In Satterfield, the Third Circuit reversed the denial of a Rule 60(b) motion filed by a petitioner who claimed that McQuiggin was a change in law which constituted extraordinary circumstances and justified relief under Rule 60(b). 872 F.3d at 155. The Third Circuit remanded to the district court and directed a full consideration of equitable circumstances because the panel considered that the district court had not "articulate[d] the requisite equitable analysis." Id. The Third Circuit directed that on remand the district court consider:

The nature of the change in decisional law must be weighed appropriately in the analysis of pertinent equitable factors. McQuiggin implicates the foundational principle of avoiding the conviction of an innocent man and attempts to prevent such a mistake through the fundamental miscarriage of justice exception. If [the petitioner] can make the required credible showing of actual innocence to avail himself of the fundamental miscarriage of justice exception had McQuiggin been decided when his petition was dismissed, equitable analysis would weigh heavily in favor of deeming McQuiggin's change in law, as applied to [the petitioner]'s case, an exceptional circumstance justifying Rule 60(b) relief.

Id.

First, the Court notes that both Satterfield and McQuiggin are not applicable herein.
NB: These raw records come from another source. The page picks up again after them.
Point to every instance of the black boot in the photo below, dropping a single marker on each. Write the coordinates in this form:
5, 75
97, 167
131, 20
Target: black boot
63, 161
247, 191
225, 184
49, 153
Petitioner's petition for habeas corpus relief was not denied because it was not timely filed. Nevertheless the Court will consider Petitioner's claims that he is actually innocent and is therefore entitled to extraordinary relief. Despite his assertions to the contrary Petitioner has not presented evidence incontrovertible evidence that no juror, acting reasonably, would have voted to find him guilty beyond a reasonable doubt. Notably, Petitioner attached to his Rule 60(b) motion a letter from attorney David Rudenstein, dated November 15, 2006, which states that "it was simply impossible to take the position that you were factually innocent of all charges . . ." Moreover, the eyewitness to whom Petitioner referred, Reginald Lloyd, also testified that:

As I was walking up the block, I see [Petitioner], like, jump out the school yard in front of [the victim]. [The victim] was walking down towards me, and he jumped out in front of him. And then he — [the victim] said something like, "You got a beef with me?" And then he just started shooting him. Id. Mr. Lloyd further testified that after the victim fell to the ground, Petitioner stood over him and continued shooting.

Report and Recommendation, pp 20-21. (ECF No. 19.) Mr. Lloyd testified that he both saw and heard Petitioner kill the victim. The notes of testimony support the jury's guilty verdict and belie Petitioner's actual innocence claim. Therefore, there is no reason to disturb this Court's judgment of March 2, 2012, which denied the petition for habeas corpus relief.

A certificate of appealability will not issue because reasonable jurists would not debate the correctness of this Court's procedural ruling. See, Slack v. McDaniel, 529 U.S. 473, 484 (2000).

ORDER

AND NOW, this 28th day of June 2018, IT IS ORDERED that Petitioner's Motion for Relief from Judgment Pursuant to Rule 60(b), Fed.R.Civ.P. is DENIED.

IT IS FURTHER ORDERED that the Clerk of Court CLOSE this matter and that there is no cause to issue a certificate of appealability.